SUM, AVERAGE, and MIN are functions. A function is a preset command that automatically performs a specific process or task using data.

Reading: Quick reference: Functions in spreadsheets

Overview

Practice Quiz: Hands-On Activity: Create a Custom Data Table

Practice Quiz: Test your knowledge on using functions in spreadsheets

Data analysts use which of the following functions to quickly perform calculations in a spreadsheet? Select all that apply.

What is the term for a preset command in a spreadsheet?

You are working with spreadsheet data about a cross-country relay race. Each runner’s times are located in cells H2 through H28. To find the runner with the slowest time, what is the correct function?

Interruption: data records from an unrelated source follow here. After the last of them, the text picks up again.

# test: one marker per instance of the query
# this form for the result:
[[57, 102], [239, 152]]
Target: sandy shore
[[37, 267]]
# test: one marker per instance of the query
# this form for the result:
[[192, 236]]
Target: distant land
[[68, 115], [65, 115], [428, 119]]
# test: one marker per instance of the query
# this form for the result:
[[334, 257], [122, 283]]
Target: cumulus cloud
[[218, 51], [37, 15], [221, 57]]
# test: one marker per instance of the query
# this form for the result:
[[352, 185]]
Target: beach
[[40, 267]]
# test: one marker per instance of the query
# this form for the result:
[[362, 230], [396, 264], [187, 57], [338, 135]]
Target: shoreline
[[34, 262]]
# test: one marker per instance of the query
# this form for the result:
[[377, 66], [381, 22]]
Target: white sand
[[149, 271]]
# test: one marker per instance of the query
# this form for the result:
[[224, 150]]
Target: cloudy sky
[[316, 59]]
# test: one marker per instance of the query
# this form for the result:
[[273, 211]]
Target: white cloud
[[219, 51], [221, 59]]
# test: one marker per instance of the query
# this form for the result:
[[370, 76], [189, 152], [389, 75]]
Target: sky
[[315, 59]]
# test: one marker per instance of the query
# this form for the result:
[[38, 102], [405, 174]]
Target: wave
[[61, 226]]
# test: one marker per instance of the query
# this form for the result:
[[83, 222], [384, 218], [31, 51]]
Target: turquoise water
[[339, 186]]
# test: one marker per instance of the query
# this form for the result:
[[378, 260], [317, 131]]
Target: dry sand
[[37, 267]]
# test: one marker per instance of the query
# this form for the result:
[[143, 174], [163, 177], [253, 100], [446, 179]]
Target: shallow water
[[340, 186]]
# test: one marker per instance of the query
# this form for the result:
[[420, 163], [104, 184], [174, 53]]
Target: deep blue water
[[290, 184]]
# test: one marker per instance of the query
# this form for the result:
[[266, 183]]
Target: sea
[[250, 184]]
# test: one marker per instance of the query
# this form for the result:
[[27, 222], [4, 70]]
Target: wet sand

Save time with structured thinking


Video: Before solving a problem, understand it

  • Albert Einstein once said that if he had one hour to save the planet, he would spend 59 minutes defining the problem and one minute resolving it. This shows the importance of defining the problem before trying to solve it.
  • A lot of times, teams jump right into data analysis without clearly defining the problem. This can lead to them solving the wrong problem or not having the right data.
  • In this video, we will learn how to develop a structured approach to defining the problem domain. This is the specific area of analysis that encompasses every activity affecting or affected by the problem.
  • Before we can do anything else, we need to understand the problem domain and all of its parts and relationships. This is like putting together a jigsaw puzzle without knowing what the picture is supposed to be.
  • Data analysts face the same challenges. They are not always given the complete picture at the start of a project. A big part of their job is to develop a structured approach and use critical thinking to find the best solution.
  • This starts with understanding the problem domain. We need to train our brains to think structurally in order to successfully solve problems as data analysts.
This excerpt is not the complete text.